A virtual image of an astronaut spacewalking outside the Shenzhou VII spaceship. [Photo: enorth.com.cn]
An airlock module for the Shenzhou VII spaceship and an extravehicular spacesuit - key elements of China's first spacewalk mission scheduled for later this year - have passed initial ground tests, a top scientist said yesterday.
"Both the airlock module and the extravehicular spacesuit passed the tests, which simulated the zero-gravity environment of space," Yang Baohua, head of the China Academy of Space Technology, said.
"This boosts our confidence in the spacewalk," he said on the sidelines of an event to celebrate the academy's 40th anniversary.
The academy designed all previous Shenzhou spaceships and the moon probe Chang'e I, launched last year.
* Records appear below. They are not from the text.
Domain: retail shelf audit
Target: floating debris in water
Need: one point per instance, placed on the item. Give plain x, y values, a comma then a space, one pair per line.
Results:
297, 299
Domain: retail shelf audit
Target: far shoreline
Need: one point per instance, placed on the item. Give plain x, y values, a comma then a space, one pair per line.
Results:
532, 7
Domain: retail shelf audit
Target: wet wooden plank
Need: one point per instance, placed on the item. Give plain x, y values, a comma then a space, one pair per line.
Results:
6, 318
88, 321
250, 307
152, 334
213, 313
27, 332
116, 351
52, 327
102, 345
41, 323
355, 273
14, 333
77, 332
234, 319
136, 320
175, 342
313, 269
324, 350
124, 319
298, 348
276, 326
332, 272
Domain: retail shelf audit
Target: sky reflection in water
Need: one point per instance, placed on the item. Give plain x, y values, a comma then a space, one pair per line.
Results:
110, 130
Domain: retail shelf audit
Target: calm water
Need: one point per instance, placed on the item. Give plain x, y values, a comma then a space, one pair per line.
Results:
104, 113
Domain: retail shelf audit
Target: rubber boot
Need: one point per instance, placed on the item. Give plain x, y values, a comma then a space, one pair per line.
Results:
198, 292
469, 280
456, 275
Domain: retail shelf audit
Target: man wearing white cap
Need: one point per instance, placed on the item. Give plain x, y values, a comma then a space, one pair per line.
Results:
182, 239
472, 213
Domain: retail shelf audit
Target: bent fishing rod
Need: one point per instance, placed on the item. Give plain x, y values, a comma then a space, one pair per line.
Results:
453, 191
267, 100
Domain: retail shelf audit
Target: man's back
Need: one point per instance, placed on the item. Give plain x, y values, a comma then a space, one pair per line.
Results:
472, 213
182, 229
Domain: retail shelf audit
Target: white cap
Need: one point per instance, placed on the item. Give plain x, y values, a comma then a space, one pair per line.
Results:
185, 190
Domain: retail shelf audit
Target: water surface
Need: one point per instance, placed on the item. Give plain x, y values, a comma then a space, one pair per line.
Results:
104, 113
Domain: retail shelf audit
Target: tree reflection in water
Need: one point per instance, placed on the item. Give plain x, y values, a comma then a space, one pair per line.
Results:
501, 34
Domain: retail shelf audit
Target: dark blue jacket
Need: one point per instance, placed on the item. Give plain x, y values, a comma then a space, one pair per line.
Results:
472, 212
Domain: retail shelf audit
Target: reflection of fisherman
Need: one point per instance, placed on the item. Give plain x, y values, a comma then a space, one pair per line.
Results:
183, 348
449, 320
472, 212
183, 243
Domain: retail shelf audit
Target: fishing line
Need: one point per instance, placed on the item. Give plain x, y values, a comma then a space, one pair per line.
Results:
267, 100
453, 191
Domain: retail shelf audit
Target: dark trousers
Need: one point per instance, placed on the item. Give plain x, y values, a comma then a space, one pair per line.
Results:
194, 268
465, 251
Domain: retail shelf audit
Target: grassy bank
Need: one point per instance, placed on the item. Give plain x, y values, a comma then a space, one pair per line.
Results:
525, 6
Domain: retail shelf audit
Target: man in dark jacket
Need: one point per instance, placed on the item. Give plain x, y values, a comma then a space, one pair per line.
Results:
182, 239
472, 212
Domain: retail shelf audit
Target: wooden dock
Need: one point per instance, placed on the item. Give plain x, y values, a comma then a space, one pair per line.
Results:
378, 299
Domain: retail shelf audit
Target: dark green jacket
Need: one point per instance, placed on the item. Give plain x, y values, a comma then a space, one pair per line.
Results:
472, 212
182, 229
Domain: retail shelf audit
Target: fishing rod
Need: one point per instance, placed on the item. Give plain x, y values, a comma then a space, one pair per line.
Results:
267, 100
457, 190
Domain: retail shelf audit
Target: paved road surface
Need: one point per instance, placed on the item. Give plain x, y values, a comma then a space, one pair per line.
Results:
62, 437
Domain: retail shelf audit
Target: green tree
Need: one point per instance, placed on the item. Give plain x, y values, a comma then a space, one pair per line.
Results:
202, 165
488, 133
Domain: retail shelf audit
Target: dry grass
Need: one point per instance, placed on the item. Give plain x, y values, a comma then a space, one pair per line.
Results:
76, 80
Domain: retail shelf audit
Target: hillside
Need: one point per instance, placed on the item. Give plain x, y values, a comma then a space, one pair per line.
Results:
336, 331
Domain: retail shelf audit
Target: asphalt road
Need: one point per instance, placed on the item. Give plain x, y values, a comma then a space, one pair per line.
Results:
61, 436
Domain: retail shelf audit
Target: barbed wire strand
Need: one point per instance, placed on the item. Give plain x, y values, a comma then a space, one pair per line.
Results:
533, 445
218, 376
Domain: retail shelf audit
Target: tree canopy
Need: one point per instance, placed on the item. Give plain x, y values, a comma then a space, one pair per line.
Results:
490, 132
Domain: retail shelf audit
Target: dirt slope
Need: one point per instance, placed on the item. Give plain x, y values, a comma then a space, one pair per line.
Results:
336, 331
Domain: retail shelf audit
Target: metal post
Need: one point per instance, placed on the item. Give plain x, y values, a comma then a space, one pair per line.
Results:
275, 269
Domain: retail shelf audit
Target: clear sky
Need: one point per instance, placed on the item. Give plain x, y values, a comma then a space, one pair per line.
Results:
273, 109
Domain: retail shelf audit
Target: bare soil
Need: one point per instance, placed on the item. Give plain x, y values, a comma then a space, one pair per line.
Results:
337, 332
Although an exact date has yet to be set for the spacewalk, the Shenzhou VII will be launched from Jiuquan, Gansu Province, with three astronauts on board. It will be the latest milestone in China's manned flight history.
The airlock module and extravehicular spacesuit are essential elements of the mission and their design provided tough challenges for the country's scientists.
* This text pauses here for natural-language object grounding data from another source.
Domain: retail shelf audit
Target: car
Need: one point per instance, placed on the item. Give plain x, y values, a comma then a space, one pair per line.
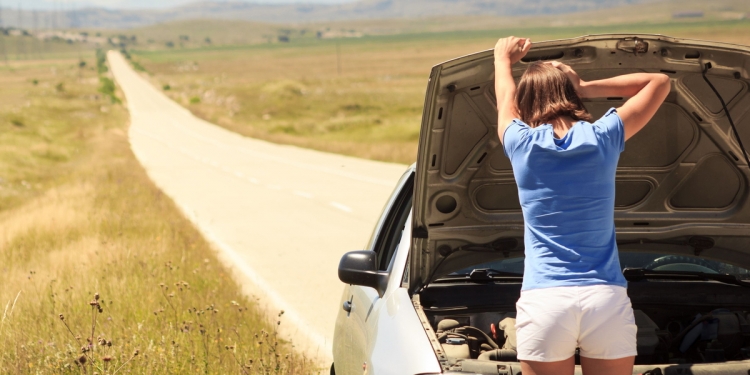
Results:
435, 289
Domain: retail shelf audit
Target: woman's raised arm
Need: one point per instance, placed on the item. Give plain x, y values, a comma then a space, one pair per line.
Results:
507, 52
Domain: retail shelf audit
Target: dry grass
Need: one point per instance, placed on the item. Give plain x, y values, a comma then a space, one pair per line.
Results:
361, 97
101, 273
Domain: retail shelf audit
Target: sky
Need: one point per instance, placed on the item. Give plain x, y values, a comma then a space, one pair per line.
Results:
134, 4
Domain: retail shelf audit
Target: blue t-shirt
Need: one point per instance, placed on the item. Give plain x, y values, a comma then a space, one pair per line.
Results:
567, 192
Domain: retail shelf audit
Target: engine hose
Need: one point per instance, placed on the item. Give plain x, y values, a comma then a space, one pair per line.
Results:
681, 335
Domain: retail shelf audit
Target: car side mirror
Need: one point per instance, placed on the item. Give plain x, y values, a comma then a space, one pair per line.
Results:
361, 268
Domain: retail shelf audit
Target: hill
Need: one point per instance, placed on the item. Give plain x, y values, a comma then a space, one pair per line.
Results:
299, 13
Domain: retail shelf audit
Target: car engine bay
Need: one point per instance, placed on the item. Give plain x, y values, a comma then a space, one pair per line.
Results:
679, 323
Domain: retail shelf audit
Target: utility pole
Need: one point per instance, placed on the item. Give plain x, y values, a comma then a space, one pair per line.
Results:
20, 43
338, 58
2, 35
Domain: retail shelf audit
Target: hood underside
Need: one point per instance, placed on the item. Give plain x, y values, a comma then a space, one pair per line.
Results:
683, 175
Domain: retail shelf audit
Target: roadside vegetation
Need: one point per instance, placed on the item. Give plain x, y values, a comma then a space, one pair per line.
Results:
101, 274
355, 96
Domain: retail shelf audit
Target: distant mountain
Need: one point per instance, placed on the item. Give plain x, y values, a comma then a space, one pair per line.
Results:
296, 13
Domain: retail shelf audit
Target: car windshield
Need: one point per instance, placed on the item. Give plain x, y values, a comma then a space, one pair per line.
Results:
648, 261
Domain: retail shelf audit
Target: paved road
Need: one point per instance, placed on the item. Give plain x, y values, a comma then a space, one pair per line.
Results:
279, 216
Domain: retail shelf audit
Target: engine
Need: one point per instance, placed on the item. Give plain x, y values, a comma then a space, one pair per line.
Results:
664, 336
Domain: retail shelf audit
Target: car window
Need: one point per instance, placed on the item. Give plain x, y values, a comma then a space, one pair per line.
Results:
393, 225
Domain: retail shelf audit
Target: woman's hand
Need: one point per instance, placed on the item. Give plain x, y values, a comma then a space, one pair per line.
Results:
512, 49
572, 76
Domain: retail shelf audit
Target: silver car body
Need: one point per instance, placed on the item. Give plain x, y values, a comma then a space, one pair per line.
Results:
682, 189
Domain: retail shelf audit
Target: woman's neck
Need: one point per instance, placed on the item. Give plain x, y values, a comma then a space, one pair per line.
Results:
561, 125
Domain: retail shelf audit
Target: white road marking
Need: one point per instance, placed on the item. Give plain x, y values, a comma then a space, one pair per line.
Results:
188, 159
341, 207
303, 194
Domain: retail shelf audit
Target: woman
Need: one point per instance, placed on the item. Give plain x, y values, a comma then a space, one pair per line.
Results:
573, 294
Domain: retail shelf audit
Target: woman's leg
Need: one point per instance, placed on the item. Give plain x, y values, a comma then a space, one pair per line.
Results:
620, 366
564, 367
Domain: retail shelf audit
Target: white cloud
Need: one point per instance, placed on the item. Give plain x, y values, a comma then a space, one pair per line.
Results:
134, 4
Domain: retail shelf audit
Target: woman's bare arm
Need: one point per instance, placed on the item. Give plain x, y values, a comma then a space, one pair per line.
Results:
507, 52
646, 91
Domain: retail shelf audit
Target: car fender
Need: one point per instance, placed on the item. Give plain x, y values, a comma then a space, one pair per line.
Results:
399, 343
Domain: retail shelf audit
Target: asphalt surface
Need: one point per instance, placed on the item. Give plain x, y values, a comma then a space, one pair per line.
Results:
279, 216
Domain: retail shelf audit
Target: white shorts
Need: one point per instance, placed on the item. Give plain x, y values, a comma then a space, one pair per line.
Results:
552, 322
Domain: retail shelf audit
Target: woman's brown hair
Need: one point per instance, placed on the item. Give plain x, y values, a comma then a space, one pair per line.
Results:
545, 93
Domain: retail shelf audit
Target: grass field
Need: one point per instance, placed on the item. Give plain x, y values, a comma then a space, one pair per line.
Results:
101, 273
356, 96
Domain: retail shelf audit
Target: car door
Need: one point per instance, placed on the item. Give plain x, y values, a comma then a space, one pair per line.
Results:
350, 337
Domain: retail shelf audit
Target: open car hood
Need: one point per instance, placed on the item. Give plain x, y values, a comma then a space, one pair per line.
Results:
683, 178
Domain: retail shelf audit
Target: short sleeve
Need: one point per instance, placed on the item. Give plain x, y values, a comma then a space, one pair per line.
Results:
611, 130
515, 133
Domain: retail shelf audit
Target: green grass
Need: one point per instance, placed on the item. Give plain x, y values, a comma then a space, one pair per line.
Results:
101, 273
357, 96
The airlock is a pressure chamber linking the main body of the spacecraft to the outside. It is a complex piece of equipment but was not required on the previous six Shenzhou space flights, Yang said.
Similarly, the extravehicular spacesuit, developed by other scientific institutes, is also technologically much more demanding, compared with the intra-vehicular spacesuits worn by astronauts on earlier missions. It must protect astronauts from dramatic temperature changes and radiation in space, as well as provide them with food, oxygen and equipment to communicate with the spaceship, experts said.
Fourteen candidates have been undergoing training for the Shenzhou VII mission, including Yang Liwei, China's first astronaut, who was aboard
Shenzhou V in 2003.
But the final three have yet to be named.
The spacewalk mission is expected to be broadcast live on television.
Yang Baohua said the spaceship's re-entry module is the largest in the world in terms of its available space. Once it returns to Earth, the orbital module will remain in space to carry out experiments.
A successful spacewalk mission will lay the foundation for a space laboratory and space station, he said.